LANGKAT,Teropong Barat.com – Dewan Pimpinan Daerah (DPD) LSM GMAS Kabupaten Langkat menggelar aksi unjuk rasa di Jalan Amarta, tepat di depan Kantor Desa Karang Rejo, Kecamatan Stabat, Kabupaten Langkat, Senin (6/7/2026). Aksi ini dilakukan sebagai bentuk penyampaian aspirasi masyarakat terkait kinerja Kepala Desa Karang Rejo.
Ketua DPD LSM GMAS, Dony Lubis, dalam orasinya menyatakan bahwa pihaknya telah menerima surat kuasa dari sekitar 100 warga yang keberatan atas rangkap jabatan yang dilakukan oleh Kepala Desa Karang Rejo. Menurut Dony, oknum kepala desa tersebut juga menjabat sebagai pengurus TKBM Stabat.
“Permintaan kami sederhana, agar kepala desa memilih salah satu jabatan guna memastikan pelayanan masyarakat di desa tetap berjalan optimal,” tegas Dony di lokasi aksi.
Klarifikasi Pemerintah Desa Karang Rejo
Menanggapi tudingan tersebut, Kepala Desa Karang Rejo, berinisial SN, memberikan klarifikasi melalui pesan tertulis kepada awak media TeropongBarat.com.

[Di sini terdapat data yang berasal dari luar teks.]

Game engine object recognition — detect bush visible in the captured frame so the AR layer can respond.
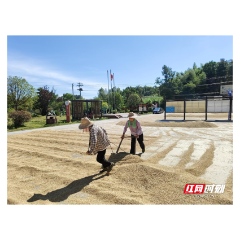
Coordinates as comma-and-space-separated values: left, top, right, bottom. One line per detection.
8, 111, 32, 128
148, 107, 152, 112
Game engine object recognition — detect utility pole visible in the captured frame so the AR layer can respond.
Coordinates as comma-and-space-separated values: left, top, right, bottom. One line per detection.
77, 83, 83, 99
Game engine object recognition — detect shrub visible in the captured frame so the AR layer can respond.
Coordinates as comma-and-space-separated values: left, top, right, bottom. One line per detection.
148, 107, 152, 112
8, 111, 32, 128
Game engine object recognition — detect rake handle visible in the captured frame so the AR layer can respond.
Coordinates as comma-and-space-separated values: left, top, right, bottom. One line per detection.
116, 138, 123, 153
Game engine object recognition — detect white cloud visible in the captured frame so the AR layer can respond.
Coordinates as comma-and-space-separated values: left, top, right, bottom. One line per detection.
7, 54, 107, 97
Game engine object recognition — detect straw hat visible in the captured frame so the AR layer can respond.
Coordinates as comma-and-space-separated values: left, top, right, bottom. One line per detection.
78, 117, 94, 129
128, 112, 136, 118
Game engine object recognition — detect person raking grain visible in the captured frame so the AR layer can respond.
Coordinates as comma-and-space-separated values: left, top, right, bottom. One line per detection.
121, 112, 145, 154
79, 117, 114, 172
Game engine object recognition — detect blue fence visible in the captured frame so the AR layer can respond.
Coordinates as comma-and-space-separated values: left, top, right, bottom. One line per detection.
166, 107, 175, 112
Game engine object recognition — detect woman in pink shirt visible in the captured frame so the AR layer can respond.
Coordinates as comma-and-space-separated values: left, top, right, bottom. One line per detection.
121, 112, 145, 154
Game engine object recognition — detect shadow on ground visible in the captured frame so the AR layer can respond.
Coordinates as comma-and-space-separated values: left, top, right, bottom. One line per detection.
27, 152, 136, 202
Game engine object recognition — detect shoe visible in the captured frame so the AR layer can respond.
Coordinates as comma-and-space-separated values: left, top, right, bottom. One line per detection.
105, 162, 115, 172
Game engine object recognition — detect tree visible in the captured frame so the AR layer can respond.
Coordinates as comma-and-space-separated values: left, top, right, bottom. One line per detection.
126, 93, 141, 108
202, 61, 217, 78
7, 76, 35, 110
62, 93, 73, 102
216, 58, 228, 77
35, 85, 55, 116
98, 88, 108, 102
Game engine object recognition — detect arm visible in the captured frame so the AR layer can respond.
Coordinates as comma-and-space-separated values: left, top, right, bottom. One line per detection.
89, 129, 97, 154
121, 120, 129, 139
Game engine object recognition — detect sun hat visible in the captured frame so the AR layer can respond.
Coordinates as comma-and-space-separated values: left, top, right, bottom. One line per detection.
127, 112, 136, 118
78, 117, 94, 129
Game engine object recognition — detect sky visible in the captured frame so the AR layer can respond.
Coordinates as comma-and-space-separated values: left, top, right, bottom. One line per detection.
7, 35, 233, 99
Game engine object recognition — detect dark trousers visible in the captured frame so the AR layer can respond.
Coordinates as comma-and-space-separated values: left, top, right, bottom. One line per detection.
97, 149, 111, 168
130, 134, 145, 154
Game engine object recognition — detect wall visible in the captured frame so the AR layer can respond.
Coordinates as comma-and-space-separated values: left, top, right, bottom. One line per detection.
166, 99, 233, 113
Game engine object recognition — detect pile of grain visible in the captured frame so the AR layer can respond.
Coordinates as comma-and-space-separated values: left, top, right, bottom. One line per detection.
116, 119, 217, 128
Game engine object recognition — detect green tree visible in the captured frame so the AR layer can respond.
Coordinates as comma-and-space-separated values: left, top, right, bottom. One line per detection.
126, 93, 141, 108
216, 58, 228, 77
7, 76, 36, 110
35, 85, 55, 116
98, 88, 108, 101
202, 61, 217, 78
62, 93, 73, 102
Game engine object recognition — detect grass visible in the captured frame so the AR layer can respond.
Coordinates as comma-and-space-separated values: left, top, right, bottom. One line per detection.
7, 115, 109, 132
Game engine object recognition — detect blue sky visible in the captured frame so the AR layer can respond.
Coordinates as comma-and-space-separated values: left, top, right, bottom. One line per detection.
7, 35, 233, 99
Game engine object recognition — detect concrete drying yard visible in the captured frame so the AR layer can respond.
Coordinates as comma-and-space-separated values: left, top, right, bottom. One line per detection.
7, 113, 233, 205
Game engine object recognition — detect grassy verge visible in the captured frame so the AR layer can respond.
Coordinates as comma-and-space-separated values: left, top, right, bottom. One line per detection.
7, 116, 109, 132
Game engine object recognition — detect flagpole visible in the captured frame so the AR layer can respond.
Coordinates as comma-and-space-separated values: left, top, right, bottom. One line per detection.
110, 69, 113, 112
107, 70, 110, 113
113, 73, 116, 109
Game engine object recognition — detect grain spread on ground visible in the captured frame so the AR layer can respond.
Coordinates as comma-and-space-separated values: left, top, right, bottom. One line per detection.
7, 115, 233, 205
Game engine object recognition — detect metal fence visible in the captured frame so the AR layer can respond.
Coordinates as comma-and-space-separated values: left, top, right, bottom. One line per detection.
164, 96, 233, 121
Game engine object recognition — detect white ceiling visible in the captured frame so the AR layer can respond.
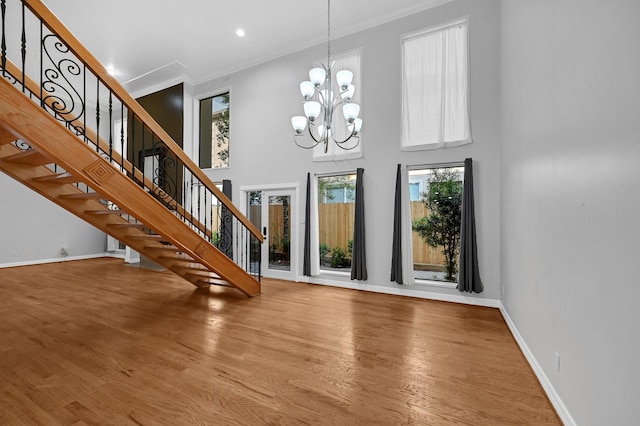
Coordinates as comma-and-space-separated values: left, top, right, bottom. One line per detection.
43, 0, 450, 90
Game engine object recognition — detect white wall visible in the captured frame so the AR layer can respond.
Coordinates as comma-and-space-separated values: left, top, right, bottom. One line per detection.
501, 0, 640, 425
0, 173, 106, 264
187, 0, 500, 299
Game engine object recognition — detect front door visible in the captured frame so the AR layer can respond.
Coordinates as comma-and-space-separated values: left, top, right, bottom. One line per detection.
248, 189, 296, 280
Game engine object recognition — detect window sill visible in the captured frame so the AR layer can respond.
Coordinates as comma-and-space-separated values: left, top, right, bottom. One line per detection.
318, 269, 351, 278
400, 139, 473, 151
415, 279, 458, 289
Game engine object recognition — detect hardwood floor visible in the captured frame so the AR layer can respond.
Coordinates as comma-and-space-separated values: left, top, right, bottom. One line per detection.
0, 259, 561, 425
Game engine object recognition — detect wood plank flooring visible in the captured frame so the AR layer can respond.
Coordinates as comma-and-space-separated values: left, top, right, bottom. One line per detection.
0, 259, 561, 425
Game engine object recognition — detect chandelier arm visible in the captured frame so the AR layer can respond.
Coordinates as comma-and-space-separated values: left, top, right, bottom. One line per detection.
334, 135, 360, 151
331, 126, 360, 151
293, 135, 321, 149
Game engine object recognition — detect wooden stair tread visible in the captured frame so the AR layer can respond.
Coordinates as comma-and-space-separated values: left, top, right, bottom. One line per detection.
184, 268, 220, 279
3, 149, 53, 166
195, 278, 231, 287
107, 223, 144, 229
144, 244, 180, 253
84, 209, 126, 215
0, 127, 18, 145
127, 234, 167, 241
158, 254, 192, 263
32, 173, 82, 185
58, 192, 106, 200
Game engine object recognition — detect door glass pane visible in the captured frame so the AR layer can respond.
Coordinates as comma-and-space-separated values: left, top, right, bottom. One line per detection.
247, 191, 262, 232
268, 195, 291, 271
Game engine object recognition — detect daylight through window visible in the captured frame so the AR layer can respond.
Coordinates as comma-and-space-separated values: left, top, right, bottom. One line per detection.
318, 174, 356, 272
200, 92, 230, 169
409, 167, 464, 282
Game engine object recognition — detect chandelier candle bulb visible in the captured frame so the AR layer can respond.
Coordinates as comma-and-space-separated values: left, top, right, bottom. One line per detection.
304, 101, 320, 121
320, 89, 333, 109
300, 81, 315, 101
340, 84, 356, 101
336, 70, 353, 90
291, 115, 307, 134
348, 118, 362, 136
309, 68, 327, 87
342, 104, 360, 123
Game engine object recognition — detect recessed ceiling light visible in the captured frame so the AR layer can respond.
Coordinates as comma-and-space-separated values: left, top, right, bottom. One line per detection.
107, 64, 119, 77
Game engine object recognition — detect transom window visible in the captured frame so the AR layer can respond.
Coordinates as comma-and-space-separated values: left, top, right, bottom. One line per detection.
402, 18, 471, 150
200, 92, 231, 169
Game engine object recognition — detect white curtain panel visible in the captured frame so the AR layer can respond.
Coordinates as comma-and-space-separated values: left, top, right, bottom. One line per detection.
402, 22, 471, 150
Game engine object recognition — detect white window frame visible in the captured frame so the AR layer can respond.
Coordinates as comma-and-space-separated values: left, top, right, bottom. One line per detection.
400, 16, 472, 151
401, 161, 466, 289
311, 170, 357, 277
192, 86, 233, 171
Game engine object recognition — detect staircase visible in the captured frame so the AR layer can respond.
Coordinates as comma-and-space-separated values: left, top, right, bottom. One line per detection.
0, 0, 263, 296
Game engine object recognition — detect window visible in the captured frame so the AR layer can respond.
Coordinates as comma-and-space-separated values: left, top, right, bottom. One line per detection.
200, 92, 230, 169
408, 165, 464, 283
402, 18, 471, 150
313, 50, 366, 161
318, 174, 356, 272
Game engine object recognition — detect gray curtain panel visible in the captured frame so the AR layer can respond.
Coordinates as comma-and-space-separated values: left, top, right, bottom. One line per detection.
391, 164, 402, 284
302, 173, 311, 277
458, 158, 484, 293
218, 179, 233, 259
351, 168, 367, 281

SN menegaskan bahwa keterlibatannya dalam kepengurusan TKBM PT Indomarco Prismatama DC Stabat bukan untuk kepentingan pribadi, melainkan hasil kesepakatan bersama.
“Keterlibatan saya sebagai fasilitator dan penengah untuk menjaga kondusivitas saat terjadi konflik internal di TKBM yang berpotensi mengganggu ketertiban masyarakat. Ini tertuang dalam dokumen mediasi yang ditandatangani oleh berbagai pihak, termasuk Babinsa dan Bhabinkamtibmas,” jelas SN
Pihak pemerintah desa menyatakan siap transparan dan terbuka jika ada pihak yang ingin melakukan pemeriksaan melalui mekanisme hukum yang berlaku, serta meminta semua pihak mengedepankan asas praduga tak bersalah.
Tanggapan Terkait Laporan DugaanPenyimpangan Anggaran
Selain isu rangkap jabatan, awak media juga mengonfirmasi laporan LSM GMAS ke Kejaksaan Tinggi Sumatera Utara terkait dugaan penyimpangan anggaran drainase tahun 2025 dan penjualan aset BUMDES.
Mengenai isu BUMDES, SN menjelaskan bahwa proses tersebut telah sesuai aturan dan disetujui oleh instansi terkait. “Terkait masalah BUMDES, sudah dikonfirmasi ke Polres Langkat. Prosesnya sudah sesuai aturan dan saat diperiksa Kanit Ekonomi, tidak terbukti ada pelanggaran,” ungkapnya.
Sementara terkait dugaan pembengkakan anggaran drainase, SN menyatakan bahwa proyek tersebut telah dikerjakan sesuai dengan spesifikasi teknis (bastek) yang ditetapkan. “Kualitas dan ukuran sudah sesuai dengan ketentuan yang ditetapkan oleh Tim Pelaksana Kegiatan (TPK),” pungkas SN.